# Looking for someone in France to adopt my adorable pigeon!



## kelly_l_clark (Nov 20, 2012)

Hello all! I have a pigeon named Marcel (about 1 y/o) and I am looking to find a new home for my sweet bird. I am currently living in France. I rescued Marcel last april after finding him/her (we don't know the sex yet) injured and unable to fly. It was a very cold night (around 32) and my boyfriend and I knew that if we left Marcel out all night injured and unable to fly that he/she would die. Anyways long story short we rescued Marcel and have enjoyed having him/her in our home ever since. We have grown very fond of petit Marcel and would love to find him/her a new home somewhere in France so my boyfriend and I could come visit Marcel from time to time. 

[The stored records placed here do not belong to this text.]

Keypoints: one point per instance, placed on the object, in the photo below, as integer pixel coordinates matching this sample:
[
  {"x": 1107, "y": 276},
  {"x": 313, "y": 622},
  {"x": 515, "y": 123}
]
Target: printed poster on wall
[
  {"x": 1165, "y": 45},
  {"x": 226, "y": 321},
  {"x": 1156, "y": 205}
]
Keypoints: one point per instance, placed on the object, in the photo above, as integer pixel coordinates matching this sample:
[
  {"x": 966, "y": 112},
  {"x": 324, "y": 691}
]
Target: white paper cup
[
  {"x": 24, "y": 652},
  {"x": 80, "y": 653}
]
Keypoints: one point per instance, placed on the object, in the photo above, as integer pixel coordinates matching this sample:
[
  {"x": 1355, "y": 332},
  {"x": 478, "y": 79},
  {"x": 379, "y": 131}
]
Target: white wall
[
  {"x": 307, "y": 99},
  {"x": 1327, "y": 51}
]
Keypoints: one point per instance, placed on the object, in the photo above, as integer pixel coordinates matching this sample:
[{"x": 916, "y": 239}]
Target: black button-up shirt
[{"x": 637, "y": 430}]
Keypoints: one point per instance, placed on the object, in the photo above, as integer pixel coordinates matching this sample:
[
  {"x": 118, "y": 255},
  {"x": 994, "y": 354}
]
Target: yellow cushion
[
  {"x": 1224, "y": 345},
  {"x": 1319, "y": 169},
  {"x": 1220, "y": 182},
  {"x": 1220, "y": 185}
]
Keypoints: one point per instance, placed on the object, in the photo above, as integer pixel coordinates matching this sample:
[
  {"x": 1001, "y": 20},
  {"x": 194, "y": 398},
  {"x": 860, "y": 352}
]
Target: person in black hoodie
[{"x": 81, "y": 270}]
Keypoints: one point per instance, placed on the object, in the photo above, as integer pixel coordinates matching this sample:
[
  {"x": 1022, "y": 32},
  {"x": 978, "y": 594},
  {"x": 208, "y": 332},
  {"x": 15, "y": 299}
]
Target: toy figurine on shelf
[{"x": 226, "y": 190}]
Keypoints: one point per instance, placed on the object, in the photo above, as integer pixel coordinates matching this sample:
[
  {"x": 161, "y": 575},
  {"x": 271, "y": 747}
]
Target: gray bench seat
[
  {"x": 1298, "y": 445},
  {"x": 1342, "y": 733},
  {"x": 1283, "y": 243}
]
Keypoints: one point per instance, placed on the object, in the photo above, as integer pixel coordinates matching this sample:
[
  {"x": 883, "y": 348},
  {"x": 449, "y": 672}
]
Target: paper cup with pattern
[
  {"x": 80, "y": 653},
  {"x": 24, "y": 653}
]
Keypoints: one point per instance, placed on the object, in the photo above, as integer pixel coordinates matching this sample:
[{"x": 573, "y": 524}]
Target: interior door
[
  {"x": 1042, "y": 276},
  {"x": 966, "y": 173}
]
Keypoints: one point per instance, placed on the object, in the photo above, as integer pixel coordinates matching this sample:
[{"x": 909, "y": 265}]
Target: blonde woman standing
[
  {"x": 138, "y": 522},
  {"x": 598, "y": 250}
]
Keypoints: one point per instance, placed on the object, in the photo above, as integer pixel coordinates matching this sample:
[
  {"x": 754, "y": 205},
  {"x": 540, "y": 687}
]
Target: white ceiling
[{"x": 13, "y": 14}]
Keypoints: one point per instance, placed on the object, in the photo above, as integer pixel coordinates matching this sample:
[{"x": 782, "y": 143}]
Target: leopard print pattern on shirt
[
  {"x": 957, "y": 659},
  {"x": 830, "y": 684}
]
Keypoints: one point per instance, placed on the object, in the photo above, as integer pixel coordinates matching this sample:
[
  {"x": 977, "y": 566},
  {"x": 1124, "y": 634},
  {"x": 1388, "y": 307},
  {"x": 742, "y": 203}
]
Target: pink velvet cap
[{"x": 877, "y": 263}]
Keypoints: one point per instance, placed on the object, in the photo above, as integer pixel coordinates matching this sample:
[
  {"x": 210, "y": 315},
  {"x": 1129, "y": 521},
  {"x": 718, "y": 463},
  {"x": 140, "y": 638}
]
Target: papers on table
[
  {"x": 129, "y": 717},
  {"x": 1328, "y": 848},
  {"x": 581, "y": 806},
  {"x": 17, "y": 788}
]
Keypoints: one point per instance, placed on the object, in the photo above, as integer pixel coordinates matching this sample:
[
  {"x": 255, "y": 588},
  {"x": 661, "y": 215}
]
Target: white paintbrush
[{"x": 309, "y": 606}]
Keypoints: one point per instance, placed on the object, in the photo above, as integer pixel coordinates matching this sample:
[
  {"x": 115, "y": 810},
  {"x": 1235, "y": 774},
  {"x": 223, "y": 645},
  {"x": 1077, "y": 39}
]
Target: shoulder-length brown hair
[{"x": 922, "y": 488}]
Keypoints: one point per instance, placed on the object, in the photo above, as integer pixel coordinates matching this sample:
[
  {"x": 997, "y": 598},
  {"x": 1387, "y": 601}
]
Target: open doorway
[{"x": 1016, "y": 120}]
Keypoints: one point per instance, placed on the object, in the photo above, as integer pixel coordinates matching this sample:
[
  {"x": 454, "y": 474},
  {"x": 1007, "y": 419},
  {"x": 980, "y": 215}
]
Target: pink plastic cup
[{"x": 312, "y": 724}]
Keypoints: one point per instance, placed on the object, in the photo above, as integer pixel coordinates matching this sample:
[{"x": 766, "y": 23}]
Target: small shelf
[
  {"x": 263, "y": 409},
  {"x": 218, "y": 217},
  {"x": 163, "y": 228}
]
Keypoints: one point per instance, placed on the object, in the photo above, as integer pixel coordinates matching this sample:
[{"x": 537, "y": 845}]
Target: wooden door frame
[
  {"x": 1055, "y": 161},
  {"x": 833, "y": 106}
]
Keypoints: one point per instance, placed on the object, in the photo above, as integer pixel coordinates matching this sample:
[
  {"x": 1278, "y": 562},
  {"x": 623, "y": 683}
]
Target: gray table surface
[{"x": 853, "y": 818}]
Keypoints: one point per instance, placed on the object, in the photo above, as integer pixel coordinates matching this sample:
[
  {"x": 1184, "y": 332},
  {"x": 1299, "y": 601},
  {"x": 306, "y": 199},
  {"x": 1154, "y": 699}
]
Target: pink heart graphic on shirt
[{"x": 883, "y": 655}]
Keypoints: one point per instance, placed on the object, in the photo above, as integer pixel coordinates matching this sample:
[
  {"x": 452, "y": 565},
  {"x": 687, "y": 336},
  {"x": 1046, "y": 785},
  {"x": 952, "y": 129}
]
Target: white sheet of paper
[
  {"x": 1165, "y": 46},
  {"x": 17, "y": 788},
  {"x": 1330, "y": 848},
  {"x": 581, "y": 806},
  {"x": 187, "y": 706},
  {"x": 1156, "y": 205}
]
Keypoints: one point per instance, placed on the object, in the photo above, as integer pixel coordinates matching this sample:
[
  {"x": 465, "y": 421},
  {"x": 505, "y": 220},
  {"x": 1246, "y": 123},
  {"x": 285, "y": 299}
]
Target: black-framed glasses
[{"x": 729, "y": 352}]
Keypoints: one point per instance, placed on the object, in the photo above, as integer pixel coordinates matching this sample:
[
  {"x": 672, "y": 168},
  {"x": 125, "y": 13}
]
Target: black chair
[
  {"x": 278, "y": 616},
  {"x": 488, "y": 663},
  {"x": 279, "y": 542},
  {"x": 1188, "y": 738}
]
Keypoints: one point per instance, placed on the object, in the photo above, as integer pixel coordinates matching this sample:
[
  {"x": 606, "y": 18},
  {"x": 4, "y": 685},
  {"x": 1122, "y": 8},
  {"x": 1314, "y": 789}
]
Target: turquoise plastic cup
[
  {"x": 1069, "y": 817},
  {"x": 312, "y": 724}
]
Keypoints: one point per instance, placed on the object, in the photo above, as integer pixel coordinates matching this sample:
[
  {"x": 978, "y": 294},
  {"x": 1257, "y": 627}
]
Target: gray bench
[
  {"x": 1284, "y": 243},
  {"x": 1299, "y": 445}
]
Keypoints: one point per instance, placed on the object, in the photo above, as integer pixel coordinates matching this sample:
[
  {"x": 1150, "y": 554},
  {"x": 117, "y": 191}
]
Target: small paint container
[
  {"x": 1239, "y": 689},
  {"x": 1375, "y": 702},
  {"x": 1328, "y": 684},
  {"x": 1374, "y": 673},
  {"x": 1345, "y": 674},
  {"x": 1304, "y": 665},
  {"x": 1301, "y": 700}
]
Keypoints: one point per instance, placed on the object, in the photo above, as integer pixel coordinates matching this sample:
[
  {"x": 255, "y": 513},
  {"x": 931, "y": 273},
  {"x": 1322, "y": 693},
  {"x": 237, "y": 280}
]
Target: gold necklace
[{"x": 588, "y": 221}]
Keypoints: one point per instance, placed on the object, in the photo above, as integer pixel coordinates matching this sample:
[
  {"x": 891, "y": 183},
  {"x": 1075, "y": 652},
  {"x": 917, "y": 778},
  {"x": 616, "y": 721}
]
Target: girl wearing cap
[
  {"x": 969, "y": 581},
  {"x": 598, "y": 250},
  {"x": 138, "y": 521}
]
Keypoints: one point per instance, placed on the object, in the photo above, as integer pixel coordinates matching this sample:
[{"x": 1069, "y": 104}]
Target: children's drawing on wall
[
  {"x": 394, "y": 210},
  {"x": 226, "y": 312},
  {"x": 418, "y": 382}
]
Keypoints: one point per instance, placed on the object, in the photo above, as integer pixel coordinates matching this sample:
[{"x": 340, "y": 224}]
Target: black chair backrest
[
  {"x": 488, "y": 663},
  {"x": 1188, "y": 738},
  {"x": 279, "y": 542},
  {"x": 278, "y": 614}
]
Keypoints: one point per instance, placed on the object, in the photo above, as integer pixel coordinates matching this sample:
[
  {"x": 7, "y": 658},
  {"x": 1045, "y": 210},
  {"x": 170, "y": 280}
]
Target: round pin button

Any information about finding a new family for Marcel would be greatly appreciated! 

Thanks, 

Kelly 
[email protected]


----------



## spirit wings (Mar 29, 2008)

Do you know how old he was when you found him?, is he tame and human bonded?


----------



## kelly_l_clark (Nov 20, 2012)

When we found Marcel he/she was around 1 month old. Marcel is very tame and completely bonded to humans. Marcel has been known to land on the heads of complete strangers who come visit our apartment! She/he shows no fear or apprehension of humans.


----------



## spirit wings (Mar 29, 2008)

kelly_l_clark said:


> When we found Marcel he/she was around 1 month old. Marcel is very tame and completely bonded to humans. Marcel has been known to land on the heads of complete strangers who come visit our apartment! She/he shows no fear or apprehension of humans.


ok, I was wondering how you knew how old he was. he could not fly because he was just weaned I suppose. reaching out to someone who may have more pigeons in an aviary, instead of just living in a flat or room may add more to the pool of homes that may be avalible.


----------